In an interview with Netflix, director Mati Diop stated that she wanted to dedicate her supernatural romantic drama film Atlantics (French: Atlantique, 2019) to the lost youth; to those living in Senegal. By capturing the complex psyches of the young people trying to come to terms with class struggle, the refugee crisis, and the poverty that is to be endured at every turn, Diop wanted to mangle the clichés surrounding Africa. The end result is a film of astounding fragility. It renounces genres and subverts the world we all take for granted – one of preconceived notions and insurmountable tragedies.
The French-Senegalese-Belgian co-production follows Ada (Mame Bineta Sane), a young girl entangled in a love affair with a boy called Souleiman (Traore) – despite her engagement to a rich man, whom she is to marry in a matter of days. As she tries to overcome her own horror at the thought, two other tragedies unfurl.
One is the debt the locals are falling into due to their employer’s refusal to pay their wages, the other is the catastrophe that claims the lives of countless young men. As denial and grief follow, strange events begin to take place at night – captured by the unseeing eyes of the living, and the piercing gazes of the dead.
The world of Atlantics is one governed by the elements. There is the sweltering heat, all-consuming as it slips down heavy brows and billowing chests. It grips madness and forces it to clash with the cool blue of the Atlantic Ocean. It howls and hisses when angered, and murmurs during the day, when the oozing sun takes over.
All of this in snatched by a rough, handheld camera that aims to lull the audience into a false state of passive absorption. It does so by presenting almost a documentary-style montage of long takes, which capture the raw, extended cuts of life that are often overlooked by carefully polished productions.

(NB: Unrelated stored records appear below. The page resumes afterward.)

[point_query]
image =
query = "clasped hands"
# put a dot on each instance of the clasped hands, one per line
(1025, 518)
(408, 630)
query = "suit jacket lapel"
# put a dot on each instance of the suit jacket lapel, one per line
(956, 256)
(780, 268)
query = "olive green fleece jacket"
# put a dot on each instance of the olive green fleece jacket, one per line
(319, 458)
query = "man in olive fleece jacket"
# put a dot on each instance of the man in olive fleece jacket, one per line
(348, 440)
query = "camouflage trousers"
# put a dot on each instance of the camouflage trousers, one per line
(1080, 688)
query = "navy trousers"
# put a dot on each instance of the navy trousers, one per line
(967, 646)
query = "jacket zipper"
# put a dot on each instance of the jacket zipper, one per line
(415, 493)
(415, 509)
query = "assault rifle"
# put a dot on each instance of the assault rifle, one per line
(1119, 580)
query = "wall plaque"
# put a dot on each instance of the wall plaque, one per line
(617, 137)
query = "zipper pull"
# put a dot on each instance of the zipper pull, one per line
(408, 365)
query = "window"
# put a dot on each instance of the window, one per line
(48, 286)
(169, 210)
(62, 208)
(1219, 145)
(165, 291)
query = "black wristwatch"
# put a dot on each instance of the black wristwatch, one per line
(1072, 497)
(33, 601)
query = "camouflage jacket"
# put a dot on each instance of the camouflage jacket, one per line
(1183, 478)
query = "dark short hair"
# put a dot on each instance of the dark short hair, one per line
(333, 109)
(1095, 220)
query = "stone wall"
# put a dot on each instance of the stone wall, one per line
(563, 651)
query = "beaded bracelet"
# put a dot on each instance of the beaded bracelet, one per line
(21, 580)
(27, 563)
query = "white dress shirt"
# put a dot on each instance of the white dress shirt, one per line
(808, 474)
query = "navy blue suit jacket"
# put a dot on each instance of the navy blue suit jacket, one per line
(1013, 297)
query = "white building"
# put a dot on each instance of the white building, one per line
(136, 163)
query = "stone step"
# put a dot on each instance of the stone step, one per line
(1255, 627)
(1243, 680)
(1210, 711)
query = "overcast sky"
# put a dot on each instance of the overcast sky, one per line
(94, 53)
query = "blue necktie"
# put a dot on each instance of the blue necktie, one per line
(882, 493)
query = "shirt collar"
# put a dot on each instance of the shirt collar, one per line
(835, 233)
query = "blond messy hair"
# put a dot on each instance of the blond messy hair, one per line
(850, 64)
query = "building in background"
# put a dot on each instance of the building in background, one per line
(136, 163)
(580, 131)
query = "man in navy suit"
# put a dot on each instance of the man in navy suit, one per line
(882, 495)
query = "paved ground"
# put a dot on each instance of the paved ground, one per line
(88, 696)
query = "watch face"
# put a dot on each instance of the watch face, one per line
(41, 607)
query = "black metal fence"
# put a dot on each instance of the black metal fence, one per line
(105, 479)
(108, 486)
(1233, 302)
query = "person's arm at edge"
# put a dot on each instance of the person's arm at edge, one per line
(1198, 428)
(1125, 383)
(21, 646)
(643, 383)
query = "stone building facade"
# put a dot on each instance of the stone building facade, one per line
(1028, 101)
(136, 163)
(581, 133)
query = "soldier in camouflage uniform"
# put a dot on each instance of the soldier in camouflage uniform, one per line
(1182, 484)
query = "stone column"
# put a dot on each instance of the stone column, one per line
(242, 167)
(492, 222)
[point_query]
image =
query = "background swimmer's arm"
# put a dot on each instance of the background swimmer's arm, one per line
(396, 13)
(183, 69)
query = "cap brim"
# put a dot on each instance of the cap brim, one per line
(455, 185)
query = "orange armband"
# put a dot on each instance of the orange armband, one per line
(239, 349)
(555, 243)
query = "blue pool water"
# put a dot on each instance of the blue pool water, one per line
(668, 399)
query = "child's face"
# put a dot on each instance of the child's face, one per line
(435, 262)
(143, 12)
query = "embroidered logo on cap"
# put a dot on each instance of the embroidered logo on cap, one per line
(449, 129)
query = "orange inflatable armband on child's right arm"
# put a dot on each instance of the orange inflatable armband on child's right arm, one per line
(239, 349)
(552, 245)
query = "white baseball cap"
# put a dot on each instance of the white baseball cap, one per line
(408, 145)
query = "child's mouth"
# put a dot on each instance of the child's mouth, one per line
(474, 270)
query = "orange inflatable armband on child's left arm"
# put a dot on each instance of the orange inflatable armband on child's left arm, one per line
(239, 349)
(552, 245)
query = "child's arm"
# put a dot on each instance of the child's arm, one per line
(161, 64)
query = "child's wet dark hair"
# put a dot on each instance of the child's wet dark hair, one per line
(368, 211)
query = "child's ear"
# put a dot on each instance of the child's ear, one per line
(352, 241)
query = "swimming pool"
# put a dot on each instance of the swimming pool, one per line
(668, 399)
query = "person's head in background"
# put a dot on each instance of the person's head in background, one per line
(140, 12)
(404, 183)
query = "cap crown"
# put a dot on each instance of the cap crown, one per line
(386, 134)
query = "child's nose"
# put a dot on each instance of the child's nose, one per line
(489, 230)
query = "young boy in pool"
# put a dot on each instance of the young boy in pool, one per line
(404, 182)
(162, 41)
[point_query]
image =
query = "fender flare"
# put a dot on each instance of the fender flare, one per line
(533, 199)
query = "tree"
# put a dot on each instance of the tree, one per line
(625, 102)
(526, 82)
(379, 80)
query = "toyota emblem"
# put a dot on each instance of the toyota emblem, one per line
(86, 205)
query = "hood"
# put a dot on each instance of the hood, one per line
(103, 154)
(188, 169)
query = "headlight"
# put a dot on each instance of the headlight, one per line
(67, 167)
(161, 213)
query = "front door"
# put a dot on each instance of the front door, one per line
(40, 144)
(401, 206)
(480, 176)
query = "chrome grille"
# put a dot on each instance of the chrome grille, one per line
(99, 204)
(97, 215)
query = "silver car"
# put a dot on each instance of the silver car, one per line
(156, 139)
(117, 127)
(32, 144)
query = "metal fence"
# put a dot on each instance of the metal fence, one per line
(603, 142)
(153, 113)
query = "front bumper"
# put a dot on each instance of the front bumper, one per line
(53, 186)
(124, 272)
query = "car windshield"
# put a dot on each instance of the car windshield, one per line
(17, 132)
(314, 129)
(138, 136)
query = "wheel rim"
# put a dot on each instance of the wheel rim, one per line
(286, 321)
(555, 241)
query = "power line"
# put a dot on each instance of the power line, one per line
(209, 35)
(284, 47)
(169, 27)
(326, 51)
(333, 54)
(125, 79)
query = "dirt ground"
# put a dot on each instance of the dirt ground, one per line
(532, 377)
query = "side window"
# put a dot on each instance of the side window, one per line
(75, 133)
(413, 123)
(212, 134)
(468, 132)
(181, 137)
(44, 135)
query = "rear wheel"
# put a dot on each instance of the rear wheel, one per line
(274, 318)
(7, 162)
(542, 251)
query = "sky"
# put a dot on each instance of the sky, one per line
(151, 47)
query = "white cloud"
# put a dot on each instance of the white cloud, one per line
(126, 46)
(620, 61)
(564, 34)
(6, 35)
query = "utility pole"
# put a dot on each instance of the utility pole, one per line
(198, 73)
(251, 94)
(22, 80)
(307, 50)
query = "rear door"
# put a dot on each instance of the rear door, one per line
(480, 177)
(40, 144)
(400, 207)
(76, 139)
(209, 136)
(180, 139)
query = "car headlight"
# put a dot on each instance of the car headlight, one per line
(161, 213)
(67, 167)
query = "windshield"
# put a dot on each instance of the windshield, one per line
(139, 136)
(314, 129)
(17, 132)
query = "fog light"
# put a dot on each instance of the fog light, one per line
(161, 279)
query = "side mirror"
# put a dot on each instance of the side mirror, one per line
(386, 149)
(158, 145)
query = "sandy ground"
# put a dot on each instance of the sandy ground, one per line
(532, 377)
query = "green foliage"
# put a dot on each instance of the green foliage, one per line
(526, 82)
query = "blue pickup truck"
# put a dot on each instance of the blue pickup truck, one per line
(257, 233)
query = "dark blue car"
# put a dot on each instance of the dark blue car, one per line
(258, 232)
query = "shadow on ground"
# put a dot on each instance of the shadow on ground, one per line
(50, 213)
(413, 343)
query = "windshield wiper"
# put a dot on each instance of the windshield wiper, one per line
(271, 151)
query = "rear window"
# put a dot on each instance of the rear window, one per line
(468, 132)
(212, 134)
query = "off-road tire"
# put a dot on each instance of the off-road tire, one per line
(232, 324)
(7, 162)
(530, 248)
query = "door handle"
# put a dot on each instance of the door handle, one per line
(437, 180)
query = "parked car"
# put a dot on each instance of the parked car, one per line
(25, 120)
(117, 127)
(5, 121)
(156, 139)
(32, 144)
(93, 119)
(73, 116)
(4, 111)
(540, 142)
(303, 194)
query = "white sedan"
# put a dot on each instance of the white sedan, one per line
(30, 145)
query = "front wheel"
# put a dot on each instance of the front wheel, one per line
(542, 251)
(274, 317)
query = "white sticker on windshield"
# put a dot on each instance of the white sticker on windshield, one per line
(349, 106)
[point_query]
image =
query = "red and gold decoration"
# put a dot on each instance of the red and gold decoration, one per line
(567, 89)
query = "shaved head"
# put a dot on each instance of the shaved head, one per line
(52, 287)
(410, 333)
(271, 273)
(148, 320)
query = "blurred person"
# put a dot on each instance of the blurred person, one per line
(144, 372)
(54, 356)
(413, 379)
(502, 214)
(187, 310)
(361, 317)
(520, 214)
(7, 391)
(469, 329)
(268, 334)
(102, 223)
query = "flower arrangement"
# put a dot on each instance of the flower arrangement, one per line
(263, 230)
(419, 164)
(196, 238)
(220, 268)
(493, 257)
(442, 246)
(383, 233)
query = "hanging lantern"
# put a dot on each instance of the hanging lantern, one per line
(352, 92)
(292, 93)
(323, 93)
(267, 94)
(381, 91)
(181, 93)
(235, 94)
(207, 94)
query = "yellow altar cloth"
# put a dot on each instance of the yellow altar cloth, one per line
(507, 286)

And yet, between these moments of humbling juxtaposition, we gain a glimpse into the mystic core of life that eludes the rational mind. It feels as though nature is looking in on the people, who are left stumbling around as life’s supporting actors. Nature toys with them, as we are reminded by the frequents shots of the sun and the ocean. There is a palpable contrast between the irrational powers at play and the human mind, which rejects all that is paranormal in favour of deceptive rationality. After all, even religion is used as a tool of reason to halt the gallop of unruly thoughts and inexplicable behaviour.
The film’s ambience exists in the fractured space between spirituality and finality. It is a fascinating and chilling plunge into the soul-gripping transcendence of the mind, which can be held responsible for the film’s elusiveness. The plot is never overly sentimental, the acting reflects life itself in the way it is neither sensational nor tedious, the paranormal events that unfold are never too strange to appear gaudy.
In fact, every element seems like an indistinguishable thread in the overall fabric of the story, pointing to the film’s seamless finish. In the background, the undulating blue space acts as the carrier of change, bringing with it the constant surge and ebb of life and death.
Fatima Al Qadin’s eerie, haunting music complements the romanticism of the ghost story, and serves as an extension of the danger lurking beneath the rippling waves. The rich colour palette used to splatter life onto the edges of the screen shifts as manganimously as the aura of the film, presenting a sensual journey through the expanding chambers of the mind. Finally, on the backdrop of corruption and half-truths, the soul is allowed to wander.